Easier to not fiddle with a stack of equations and just pick a likely Rds(on) from the temp curve.  It's nonlinear anyway -- it increases faster at higher temperature -- so a simple (linear) arithmetic expression can't capture the details of it, and in general you'll need to solve for an initial value, then keep testing it against the curve, iteratively, until the result matches (that is, going between P and R, to solve for P and T together).  (On the upside, it's a fairly flat curve for this particular part -- lower voltage FETs have less bend in this curve -- and a linear fit wouldn't actually be bad at all.  But a fitted value, it is -- a magic number, a conversion factor, or calibration if you will, between T and R.  And so it has the combo units of Ω/°C.)

You are correct that is a typo, I originally had it written as mohm, made some changes and accidentally put mA.

Ok that makes a lot of sense, I was following this technical document and the use of square brackets and round brackets was confusing me as to if RDS(ON)SPEC was included in the equation.
I suppose if I had known the rules you mentioned I would have realized it would create a useless value (omh/°C).
Re-reading the document it is very obvious that it was required, as almost all of the other equations include square brackets. I'm going to have to blame lack of sleep on that one.

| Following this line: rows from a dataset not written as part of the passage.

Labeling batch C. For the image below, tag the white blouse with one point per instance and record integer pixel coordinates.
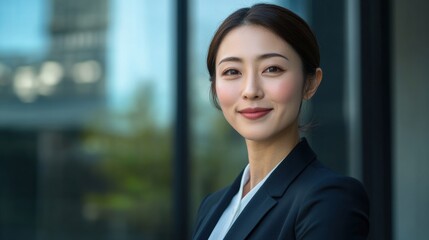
(236, 205)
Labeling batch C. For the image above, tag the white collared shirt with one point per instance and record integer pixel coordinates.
(236, 205)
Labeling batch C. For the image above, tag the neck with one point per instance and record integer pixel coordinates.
(265, 155)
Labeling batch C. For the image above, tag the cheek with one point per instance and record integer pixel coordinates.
(226, 94)
(287, 91)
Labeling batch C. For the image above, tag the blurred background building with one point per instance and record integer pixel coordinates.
(88, 114)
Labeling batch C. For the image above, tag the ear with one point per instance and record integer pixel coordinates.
(312, 84)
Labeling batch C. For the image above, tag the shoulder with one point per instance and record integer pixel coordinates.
(332, 205)
(207, 203)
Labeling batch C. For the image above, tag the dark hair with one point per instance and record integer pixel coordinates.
(281, 21)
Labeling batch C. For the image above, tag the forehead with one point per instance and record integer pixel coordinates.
(249, 41)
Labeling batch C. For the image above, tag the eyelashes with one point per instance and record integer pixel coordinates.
(269, 70)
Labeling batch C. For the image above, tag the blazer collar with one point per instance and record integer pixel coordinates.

This is the equation for H from the document.
RDS(ON)HOT = RDS(ON)SPEC [1 + 0.005 × (TJ(HOT) - TSPEC)]
For some reason I replaced 0.005 with R. I think it may have been that I didn't understand what the 0.005 was, and it being a value fairly close to R I ended up making a stupid assumption that it was an example for 5mΩ.

So I have changed the H equation to this.
H = R * (1 + 0.005 * (T - S))
The result checks out, as it is almost exactly the same as your advice to just multiple R by the value in figure 4 (0.0845 vs 0.0884).
Maybe I just got lucky because of the linearity of the part.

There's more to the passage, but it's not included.